BENGALURU (Reuters) – The National Stock Exchange of India is suing the country’s market regulator to get access to 60 billion rupees ($816.77 million) of its revenue deposited into a separate account for over four years, the Economic Times reported https://economictimes.indiatimes.com/markets/stocks/news/nse-approaches-sat-to-access-over-6000-cr/articleshow/82619623.cms on Friday, citing people with knowledge of the matter.
In September 2016, the Securities and Exchange Board of India (SEBI) had asked the NSE to deposit revenue generated from offering co-location services into a separate account and had barred it from using those funds, the report said.
Brokerages can rent data racks in the exchange itself from co-location frameworks, allowing them quicker access to exchange servers.

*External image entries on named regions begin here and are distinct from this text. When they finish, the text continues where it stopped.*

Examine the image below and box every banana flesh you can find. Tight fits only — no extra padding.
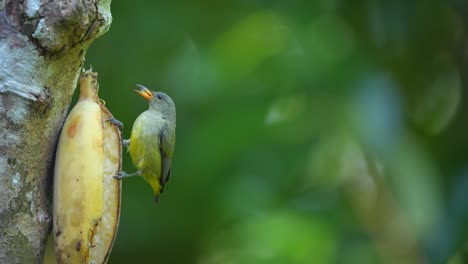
[53,71,122,264]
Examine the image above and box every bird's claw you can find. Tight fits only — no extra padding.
[106,117,123,131]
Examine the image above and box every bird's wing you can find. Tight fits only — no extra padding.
[159,123,175,192]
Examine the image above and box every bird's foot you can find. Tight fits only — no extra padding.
[112,171,141,180]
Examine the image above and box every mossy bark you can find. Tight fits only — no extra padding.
[0,0,112,263]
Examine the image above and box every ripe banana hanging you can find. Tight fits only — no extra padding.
[53,71,122,264]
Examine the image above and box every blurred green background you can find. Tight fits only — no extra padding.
[46,0,468,264]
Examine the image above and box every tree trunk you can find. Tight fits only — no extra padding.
[0,0,112,263]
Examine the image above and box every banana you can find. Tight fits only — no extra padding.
[53,70,122,264]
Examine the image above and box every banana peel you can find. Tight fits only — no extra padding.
[53,70,122,264]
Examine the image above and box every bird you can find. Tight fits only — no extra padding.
[111,84,176,203]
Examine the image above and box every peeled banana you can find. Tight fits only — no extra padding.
[53,71,122,264]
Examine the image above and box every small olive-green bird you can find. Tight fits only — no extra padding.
[115,85,176,202]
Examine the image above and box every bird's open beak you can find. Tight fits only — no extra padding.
[135,84,153,100]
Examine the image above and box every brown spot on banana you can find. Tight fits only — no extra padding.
[68,117,80,137]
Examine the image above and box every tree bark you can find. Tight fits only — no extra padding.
[0,0,112,263]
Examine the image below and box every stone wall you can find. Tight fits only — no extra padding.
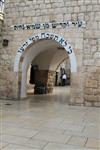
[35,70,55,93]
[0,0,100,106]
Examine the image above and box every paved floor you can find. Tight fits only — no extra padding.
[0,87,100,150]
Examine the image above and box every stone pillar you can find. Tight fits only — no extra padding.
[70,73,84,105]
[35,70,55,93]
[84,69,100,107]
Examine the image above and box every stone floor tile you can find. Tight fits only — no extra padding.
[0,141,8,149]
[83,126,100,139]
[2,134,29,145]
[2,127,38,138]
[34,131,71,143]
[25,139,48,149]
[43,142,83,150]
[2,144,40,150]
[67,136,87,147]
[86,138,100,150]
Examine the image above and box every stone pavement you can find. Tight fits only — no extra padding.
[0,87,100,150]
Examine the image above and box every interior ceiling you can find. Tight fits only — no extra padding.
[32,40,69,70]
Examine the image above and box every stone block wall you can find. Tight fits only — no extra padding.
[0,0,100,106]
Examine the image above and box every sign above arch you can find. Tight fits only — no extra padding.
[14,32,77,72]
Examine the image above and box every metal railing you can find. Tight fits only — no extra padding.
[0,0,4,13]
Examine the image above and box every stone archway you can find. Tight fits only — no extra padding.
[14,33,77,98]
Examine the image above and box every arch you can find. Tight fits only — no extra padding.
[14,33,77,98]
[14,32,77,72]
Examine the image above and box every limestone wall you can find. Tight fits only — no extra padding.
[0,0,100,106]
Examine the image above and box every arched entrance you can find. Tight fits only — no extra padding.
[14,33,77,98]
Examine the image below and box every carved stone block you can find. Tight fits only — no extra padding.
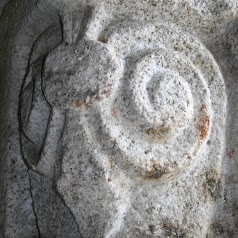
[0,0,238,238]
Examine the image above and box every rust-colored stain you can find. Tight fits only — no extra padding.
[199,116,210,140]
[111,107,118,117]
[73,99,87,108]
[201,103,207,111]
[226,148,236,158]
[145,164,166,179]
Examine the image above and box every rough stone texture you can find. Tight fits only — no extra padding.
[0,0,238,238]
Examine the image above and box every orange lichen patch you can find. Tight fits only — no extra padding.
[226,148,236,158]
[111,107,118,117]
[201,103,207,111]
[145,164,166,179]
[146,125,170,141]
[199,116,210,140]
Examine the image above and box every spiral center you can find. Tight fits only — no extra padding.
[146,70,193,138]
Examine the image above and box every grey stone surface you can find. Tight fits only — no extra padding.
[0,0,238,238]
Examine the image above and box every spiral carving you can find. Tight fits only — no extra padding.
[43,22,224,178]
[76,23,223,179]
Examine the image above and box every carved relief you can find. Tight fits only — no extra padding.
[16,1,226,237]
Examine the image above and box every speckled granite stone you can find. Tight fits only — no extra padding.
[0,0,238,238]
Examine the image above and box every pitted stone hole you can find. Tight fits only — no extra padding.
[146,70,193,141]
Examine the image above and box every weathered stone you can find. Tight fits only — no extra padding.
[0,0,238,238]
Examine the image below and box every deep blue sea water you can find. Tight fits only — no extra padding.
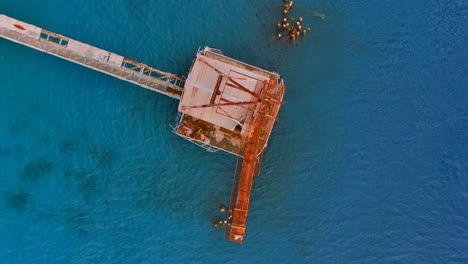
[0,0,468,264]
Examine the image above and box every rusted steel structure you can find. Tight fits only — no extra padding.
[0,15,285,243]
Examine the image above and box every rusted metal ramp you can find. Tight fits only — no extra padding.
[0,15,184,99]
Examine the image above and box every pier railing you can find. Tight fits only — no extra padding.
[0,15,184,99]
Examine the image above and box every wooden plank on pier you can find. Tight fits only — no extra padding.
[0,15,185,99]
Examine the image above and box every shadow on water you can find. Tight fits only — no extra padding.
[3,191,29,212]
[21,157,54,181]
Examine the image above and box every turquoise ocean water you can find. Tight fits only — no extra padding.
[0,0,468,263]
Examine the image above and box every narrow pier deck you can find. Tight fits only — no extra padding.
[0,15,184,99]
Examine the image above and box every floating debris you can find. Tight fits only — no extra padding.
[275,0,318,41]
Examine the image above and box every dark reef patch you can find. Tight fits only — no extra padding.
[63,168,98,202]
[0,147,11,158]
[59,140,78,154]
[9,120,30,135]
[21,157,54,181]
[63,205,92,238]
[3,191,29,212]
[86,145,117,169]
[37,136,51,146]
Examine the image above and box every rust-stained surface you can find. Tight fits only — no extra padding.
[225,73,285,243]
[176,48,284,157]
[176,48,285,243]
[0,15,285,243]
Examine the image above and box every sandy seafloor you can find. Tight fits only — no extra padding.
[0,0,468,264]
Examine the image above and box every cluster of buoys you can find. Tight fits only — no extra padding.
[275,0,310,41]
[213,205,232,228]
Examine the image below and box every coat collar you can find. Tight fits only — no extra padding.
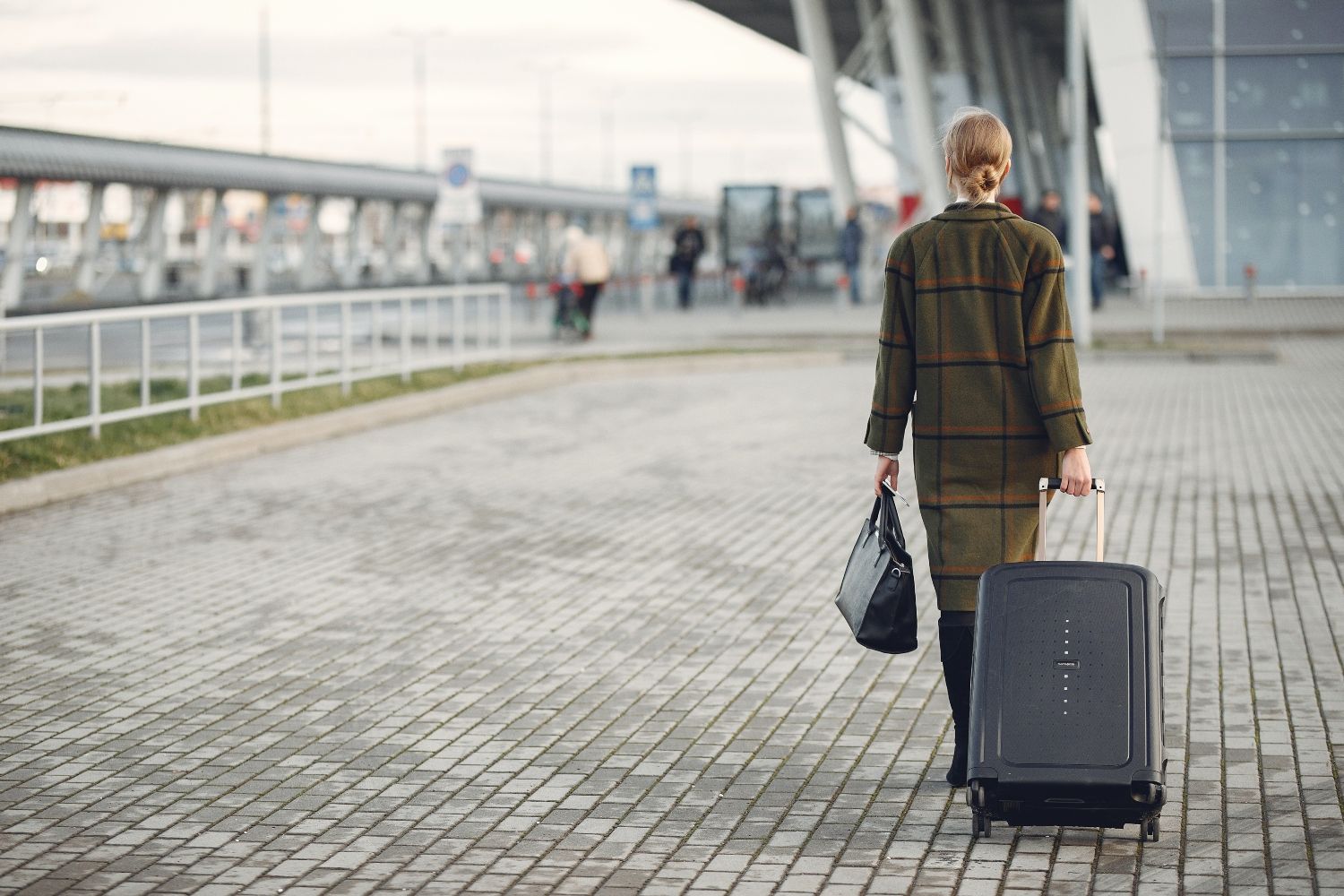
[933,202,1016,220]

In April 2019, SEBI said https://www.reuters.com/article/india-sebi-nse-idUSL3N22C416 it did not have enough evidence that the NSE committed a fraudulent and unfair trade practice but it had established the exchange did not exercise due diligence when putting in place the co-location servers.
The stock exchange has moved the Securities Appellate Tribunal to get permission to withdraw money from the account, according to the report.
The NSE also wants the tribunal to pass an order discontinuing the need for the bourse to put its co-location revenues into a different account, the report added. The tribunal is set to hear the matter on May 17.
SEBI and NSE did not immediately respond to Reuters’ requests for comments.